In some embodiments, the statistical model was trained using training data that includes a second set of model scores associated with a second plurality of biological sequences and measurement data for the second plurality of biological sequences. In some embodiments, at least some of the estimates have values greater than values of the measurement data. In some embodiments, at least some of the estimates have values greater than a highest value of the measurement data. In some embodiments, at least some of the first plurality of biological sequences having a model score greater than a threshold value is estimated to have a value for the at least one feature greater than for the second plurality of biological sequences.

In some embodiments, the method further comprises training the statistical model, the training comprising identifying at least one parameter of the statistical model using the second set of model scores and the measurement data for the second plurality of biological sequences. In some embodiments, identifying the at least one parameter further comprises: identifying means and variances for the second set of model scores; identifying means and variances for the measurement data; and identifying the at least one parameter based on the means and variances for the second set of model scores and the means and variances for the measurement data. In some embodiments, identifying the at least one parameter further comprises using at least one isotonic regression model to identify the at least one parameter.

In some embodiments, at least one parameter of the statistical model relates a calibration value for estimates of the at least one feature based on edit distance of a biological sequence to a wildtype biological sequence.

In some embodiments, the first plurality of biological sequences comprises protein sequences. In some embodiments, the first plurality of biological sequences comprises sequences for dependoparvovirus capsid proteins. In some embodiments, the dependoparvovirus is an adeno-associated dependoparvovirus (AAV). In some embodiments, the first plurality of biological sequences comprises variants of a wildtype dependoparvovirus capsid protein. In some embodiments, the at least one feature includes transduction efficiency for a target tissue type, and the estimates include values of transduction efficiency for dependoparvovirus capsid proteins. In some embodiments, the at least one feature includes packaging efficiency, and the estimates include values of packaging efficiency for the dependoparvovirus capsid proteins.
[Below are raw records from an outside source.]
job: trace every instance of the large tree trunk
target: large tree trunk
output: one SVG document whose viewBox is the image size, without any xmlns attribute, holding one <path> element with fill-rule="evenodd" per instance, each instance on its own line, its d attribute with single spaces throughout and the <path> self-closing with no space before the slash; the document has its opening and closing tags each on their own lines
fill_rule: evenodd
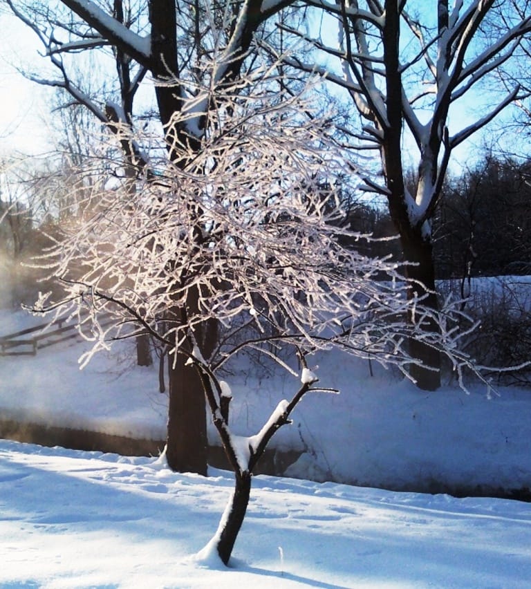
<svg viewBox="0 0 531 589">
<path fill-rule="evenodd" d="M 145 333 L 136 336 L 136 363 L 139 366 L 150 366 L 153 364 L 149 337 Z"/>
<path fill-rule="evenodd" d="M 176 472 L 207 474 L 207 413 L 205 393 L 196 368 L 186 357 L 168 357 L 169 404 L 166 459 Z"/>
<path fill-rule="evenodd" d="M 406 267 L 406 275 L 414 281 L 409 287 L 409 297 L 410 299 L 415 297 L 422 298 L 423 306 L 436 311 L 438 309 L 438 301 L 435 288 L 431 243 L 423 237 L 420 231 L 414 230 L 404 232 L 401 234 L 401 238 L 404 257 L 407 262 L 411 263 Z M 412 317 L 409 319 L 412 320 Z M 431 320 L 427 321 L 423 326 L 423 330 L 427 332 L 435 332 L 438 328 L 436 321 Z M 423 365 L 413 364 L 409 371 L 418 387 L 424 391 L 438 389 L 440 386 L 440 353 L 431 346 L 411 339 L 409 342 L 409 353 Z"/>
<path fill-rule="evenodd" d="M 225 522 L 218 541 L 218 554 L 224 564 L 228 564 L 249 505 L 251 492 L 251 474 L 248 471 L 236 474 L 234 492 L 227 510 L 223 514 Z"/>
</svg>

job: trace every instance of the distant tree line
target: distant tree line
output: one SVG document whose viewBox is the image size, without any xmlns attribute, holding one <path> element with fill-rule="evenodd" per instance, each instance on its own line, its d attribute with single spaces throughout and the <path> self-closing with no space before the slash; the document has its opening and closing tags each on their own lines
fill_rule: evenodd
<svg viewBox="0 0 531 589">
<path fill-rule="evenodd" d="M 403 259 L 386 207 L 351 197 L 345 203 L 349 227 L 378 239 L 353 247 Z M 531 163 L 485 154 L 474 167 L 449 176 L 432 231 L 439 280 L 531 274 Z"/>
</svg>

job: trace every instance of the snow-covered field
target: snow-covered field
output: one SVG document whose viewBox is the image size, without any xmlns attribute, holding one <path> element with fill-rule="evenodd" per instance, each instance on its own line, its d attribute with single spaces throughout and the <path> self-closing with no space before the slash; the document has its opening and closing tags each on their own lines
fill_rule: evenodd
<svg viewBox="0 0 531 589">
<path fill-rule="evenodd" d="M 27 317 L 0 315 L 0 335 Z M 156 369 L 130 344 L 80 371 L 84 344 L 0 357 L 0 418 L 165 437 Z M 369 487 L 531 487 L 531 391 L 416 391 L 366 363 L 315 359 L 323 386 L 273 438 L 306 453 L 288 474 Z M 232 427 L 260 428 L 297 380 L 236 367 Z M 214 435 L 212 433 L 212 438 Z M 197 553 L 232 487 L 128 458 L 0 440 L 1 587 L 524 588 L 531 503 L 258 476 L 231 567 Z"/>
<path fill-rule="evenodd" d="M 20 313 L 0 315 L 0 334 L 28 321 Z M 85 345 L 0 357 L 0 418 L 163 440 L 167 398 L 158 392 L 157 367 L 135 366 L 133 344 L 121 342 L 80 371 Z M 497 396 L 481 385 L 466 395 L 453 384 L 429 393 L 376 366 L 371 377 L 367 362 L 340 355 L 314 364 L 320 384 L 342 392 L 308 395 L 293 425 L 273 438 L 278 448 L 305 451 L 288 476 L 465 494 L 531 488 L 531 391 L 501 389 Z M 299 384 L 257 366 L 225 377 L 234 398 L 231 427 L 240 436 L 259 431 Z M 217 443 L 214 428 L 210 438 Z"/>
<path fill-rule="evenodd" d="M 0 441 L 0 586 L 529 587 L 531 504 L 268 476 L 225 569 L 196 556 L 232 487 L 212 475 Z"/>
</svg>

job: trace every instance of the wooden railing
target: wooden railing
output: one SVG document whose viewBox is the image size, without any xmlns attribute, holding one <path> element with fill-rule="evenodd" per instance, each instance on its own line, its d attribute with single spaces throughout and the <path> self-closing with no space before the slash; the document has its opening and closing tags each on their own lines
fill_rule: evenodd
<svg viewBox="0 0 531 589">
<path fill-rule="evenodd" d="M 108 319 L 102 321 L 100 324 L 102 327 L 105 327 L 112 321 Z M 0 356 L 35 356 L 37 350 L 55 346 L 68 339 L 81 339 L 77 326 L 75 324 L 63 326 L 64 321 L 65 319 L 57 319 L 51 324 L 44 323 L 15 333 L 0 336 Z M 57 328 L 53 329 L 55 326 L 57 326 Z M 46 328 L 48 329 L 44 331 Z"/>
</svg>

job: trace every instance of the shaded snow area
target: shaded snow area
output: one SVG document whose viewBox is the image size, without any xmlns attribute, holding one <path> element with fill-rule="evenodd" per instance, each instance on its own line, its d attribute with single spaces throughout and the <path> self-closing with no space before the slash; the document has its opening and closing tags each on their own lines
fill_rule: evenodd
<svg viewBox="0 0 531 589">
<path fill-rule="evenodd" d="M 0 335 L 28 321 L 3 312 Z M 0 419 L 163 440 L 167 396 L 158 392 L 158 366 L 136 366 L 133 344 L 120 342 L 80 371 L 85 349 L 71 342 L 35 357 L 0 357 Z M 339 354 L 309 362 L 319 386 L 341 393 L 308 393 L 293 424 L 274 436 L 270 446 L 304 452 L 286 475 L 456 494 L 531 487 L 531 391 L 502 388 L 497 396 L 481 385 L 466 395 L 447 385 L 425 393 L 375 366 L 371 377 L 368 362 Z M 286 372 L 243 362 L 223 378 L 234 398 L 231 427 L 243 438 L 300 386 Z M 212 426 L 209 436 L 218 443 Z"/>
<path fill-rule="evenodd" d="M 516 588 L 531 504 L 257 476 L 229 568 L 197 553 L 232 481 L 0 440 L 0 586 Z"/>
</svg>

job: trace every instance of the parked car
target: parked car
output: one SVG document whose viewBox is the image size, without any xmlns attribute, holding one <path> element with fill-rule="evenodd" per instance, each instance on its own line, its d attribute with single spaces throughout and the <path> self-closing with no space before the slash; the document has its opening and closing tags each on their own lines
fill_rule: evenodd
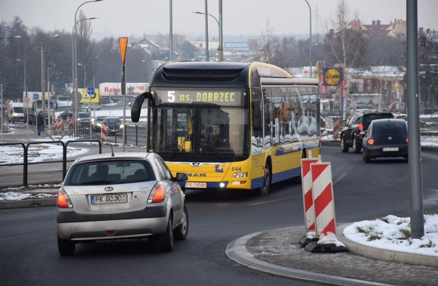
<svg viewBox="0 0 438 286">
<path fill-rule="evenodd" d="M 87 112 L 89 113 L 89 110 L 87 108 L 85 108 L 85 107 L 78 107 L 78 112 Z M 63 119 L 66 120 L 67 117 L 69 117 L 70 118 L 73 118 L 73 109 L 71 108 L 69 109 L 67 109 L 65 111 L 61 112 L 60 113 L 59 116 L 62 118 Z"/>
<path fill-rule="evenodd" d="M 100 130 L 102 128 L 102 122 L 105 119 L 104 116 L 97 116 L 92 119 L 92 128 L 93 131 Z"/>
<path fill-rule="evenodd" d="M 372 120 L 382 118 L 394 118 L 394 116 L 388 110 L 357 111 L 352 115 L 346 122 L 342 122 L 342 129 L 339 138 L 341 140 L 341 150 L 348 152 L 350 147 L 355 153 L 360 153 L 362 141 L 365 131 L 368 129 Z"/>
<path fill-rule="evenodd" d="M 363 139 L 363 160 L 402 157 L 408 160 L 408 125 L 403 119 L 373 120 Z"/>
<path fill-rule="evenodd" d="M 122 121 L 118 117 L 105 117 L 103 121 L 106 122 L 107 134 L 117 133 L 119 129 L 123 128 Z"/>
<path fill-rule="evenodd" d="M 156 153 L 85 156 L 71 165 L 58 195 L 58 247 L 62 256 L 96 240 L 151 238 L 171 252 L 185 239 L 189 216 L 178 182 Z"/>
<path fill-rule="evenodd" d="M 78 121 L 89 121 L 90 113 L 88 112 L 78 112 Z"/>
<path fill-rule="evenodd" d="M 90 109 L 90 104 L 89 103 L 83 103 L 81 106 L 81 107 L 84 107 L 87 109 L 88 110 Z M 97 104 L 96 103 L 92 103 L 91 104 L 91 110 L 100 110 L 102 109 L 102 107 L 100 107 L 100 105 Z"/>
<path fill-rule="evenodd" d="M 393 102 L 389 105 L 388 109 L 392 112 L 394 111 L 402 111 L 405 110 L 404 102 Z"/>
<path fill-rule="evenodd" d="M 363 101 L 354 102 L 350 105 L 350 107 L 352 109 L 371 109 L 374 108 L 374 106 L 371 103 Z"/>
</svg>

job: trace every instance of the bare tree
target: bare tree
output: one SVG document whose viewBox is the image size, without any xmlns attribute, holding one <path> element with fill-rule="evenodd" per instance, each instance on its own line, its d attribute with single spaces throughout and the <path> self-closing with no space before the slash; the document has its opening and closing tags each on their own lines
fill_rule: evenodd
<svg viewBox="0 0 438 286">
<path fill-rule="evenodd" d="M 358 19 L 355 13 L 354 19 Z M 351 22 L 351 13 L 345 0 L 339 0 L 337 4 L 335 18 L 330 20 L 333 28 L 327 33 L 324 47 L 331 58 L 332 64 L 343 67 L 345 88 L 349 90 L 348 68 L 358 66 L 366 53 L 367 42 L 359 25 L 358 28 L 349 27 Z M 345 118 L 346 101 L 343 103 L 343 119 Z"/>
<path fill-rule="evenodd" d="M 266 20 L 266 30 L 262 33 L 262 41 L 263 43 L 263 47 L 262 51 L 265 54 L 265 61 L 268 64 L 272 62 L 273 58 L 275 54 L 276 46 L 278 43 L 278 38 L 273 34 L 273 28 L 270 26 L 269 20 Z"/>
</svg>

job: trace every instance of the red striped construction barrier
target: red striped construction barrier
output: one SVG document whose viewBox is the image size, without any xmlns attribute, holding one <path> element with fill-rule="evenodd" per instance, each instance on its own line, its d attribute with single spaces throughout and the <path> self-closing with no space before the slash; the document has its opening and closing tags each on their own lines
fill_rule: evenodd
<svg viewBox="0 0 438 286">
<path fill-rule="evenodd" d="M 106 142 L 106 134 L 108 130 L 108 126 L 106 125 L 106 122 L 102 122 L 102 127 L 100 128 L 100 141 L 102 142 Z"/>
<path fill-rule="evenodd" d="M 322 234 L 326 236 L 328 233 L 336 235 L 332 165 L 330 162 L 313 163 L 310 164 L 310 167 L 316 235 L 321 236 Z"/>
<path fill-rule="evenodd" d="M 303 202 L 304 204 L 304 220 L 307 231 L 315 231 L 315 207 L 312 191 L 312 180 L 310 165 L 317 163 L 316 158 L 301 159 L 301 185 L 303 187 Z"/>
</svg>

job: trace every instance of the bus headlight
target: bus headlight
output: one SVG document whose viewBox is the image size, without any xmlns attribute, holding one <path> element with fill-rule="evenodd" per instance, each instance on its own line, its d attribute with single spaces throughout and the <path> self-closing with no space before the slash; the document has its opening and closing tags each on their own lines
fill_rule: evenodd
<svg viewBox="0 0 438 286">
<path fill-rule="evenodd" d="M 233 178 L 247 178 L 247 177 L 248 173 L 239 173 L 233 174 Z"/>
</svg>

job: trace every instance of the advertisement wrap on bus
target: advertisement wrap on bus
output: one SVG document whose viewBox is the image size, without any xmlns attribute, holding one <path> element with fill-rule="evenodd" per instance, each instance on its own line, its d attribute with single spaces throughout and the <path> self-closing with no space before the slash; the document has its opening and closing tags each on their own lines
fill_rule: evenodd
<svg viewBox="0 0 438 286">
<path fill-rule="evenodd" d="M 148 101 L 147 148 L 187 188 L 252 189 L 300 175 L 320 154 L 318 82 L 254 62 L 169 62 L 131 107 Z"/>
</svg>

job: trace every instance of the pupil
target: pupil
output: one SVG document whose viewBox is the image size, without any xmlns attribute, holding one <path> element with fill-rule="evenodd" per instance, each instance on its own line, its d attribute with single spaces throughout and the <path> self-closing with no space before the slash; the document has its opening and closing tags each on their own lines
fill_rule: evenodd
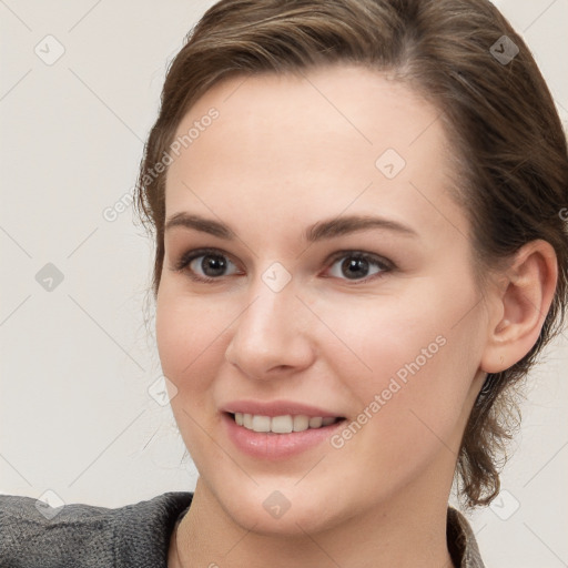
<svg viewBox="0 0 568 568">
<path fill-rule="evenodd" d="M 346 271 L 348 277 L 351 277 L 349 275 L 362 276 L 357 271 L 363 268 L 363 272 L 366 272 L 368 270 L 368 262 L 365 261 L 365 258 L 352 258 L 351 261 L 344 261 L 343 268 Z"/>
<path fill-rule="evenodd" d="M 213 274 L 207 274 L 207 276 L 220 276 L 225 271 L 226 263 L 221 256 L 204 256 L 202 268 L 205 274 L 207 274 L 207 270 L 213 271 Z"/>
</svg>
Some embodiments are directed to a system comprising: at least one hardware processor; and at least one non-transitory computer-readable storage medium storing processor-executable instructions that, when executed by the at least one hardware processor, cause the at least one hardware processor to perform a method. The method comprises accessing a first plurality of biological sequences and a first set of model scores associated with the first plurality of biological sequences; accessing a statistical model configured to generate output indicating estimates for at least one feature of a biological sequence; and generating, using the statistical model, the first plurality of biological sequences, and the first set of model scores, a first output indicating estimates of the at least one feature for the first plurality of biological sequences.

Machine learning-guided approaches for designing biological sequences, such as nucleic acids and proteins, have the potential to aid in discovery of non-naturally occurring biological molecules that provide value in many areas of biotechnology, medicine, and healthcare. These biological molecules may have one or more enhanced features in comparison to other similar types of biological molecules (e.g., wildtype), which may allow for improved drugs and therapeutics.

In the context of using machine learning-guided approaches in designing viral vectors for delivering various payloads to cells, such as dependoparvoviruses (e.g. adeno-associated dependoparvoviruses, e.g. adeno-associated viruses (AAVs)), enhanced features of an improved dependoparvovirus capsid protein may include one or more of increased transduction to a particular tissue type (e.g. eye, brain, liver, skeletal muscle, cardiac muscle), decreased transduction to a particular off-target tissue (e.g., liver), and increased production efficiency, for example. Other features of an improved dependoparvovirus capsid protein may include its alterations (e.g., amino acid substitutions, deletions, insertions) in comparison to another dependoparvovirus capsid protein (e.g. a wildtype AAV) and its edit distance to another dependoparvovirus capsid protein.

The inventors have recognized the potential in using machine learning-guided approaches in designing biological sequences, particularly in increasing the speed in identifying new biological sequences with desired enhanced properties. The inventors have also recognized that certain limitations may exist on a research and development pipeline that implements a machine-guided design approach because these approaches can generate a large number of biological sequences that then need to be experimentally evaluated and the challenges with allocating time and resources, particularly when the number of biological sequences may exceed experimental capacity. For example, a library of biological sequences generated using a machine-guided design approach may include up to 10sequences for a high-throughput experiment, and the design process may take a few weeks to complete. In contrast, the process between the sequence design stage and experimental or clinical validation of those sequences may be resource intensive, both in terms of cost and time, particularly in comparison to the resources devoted to design of the original sequence library. For instance, a high-throughput validation experiment for a library of 10sequences may take on the order of many months to a year to complete from production of the sequence library, completion of animal studies, processing to tissues, and analyzing the data from these studies.

Another challenge that arises from a research and development pipeline that typically involves a long experimental and validation timeline for a given sequence library is a delay of feedback on the machine-learning guided approach used to design the library because any experimental data used to evaluate performance of the machine-learning approach would be obtained after completion of the validation process. This delay in feedback may deter improvements and iterations on the machine-learning design approach, which may impact the design of successive libraries of biological sequences. For example, in situations where a series of libraries are being successively designed using machine-learning approaches, feedback from previous iterations may not be included in updates and improvements to the design process before the next iteration of sequence design because experimental data from validation studies have not yet been obtained and analyzed.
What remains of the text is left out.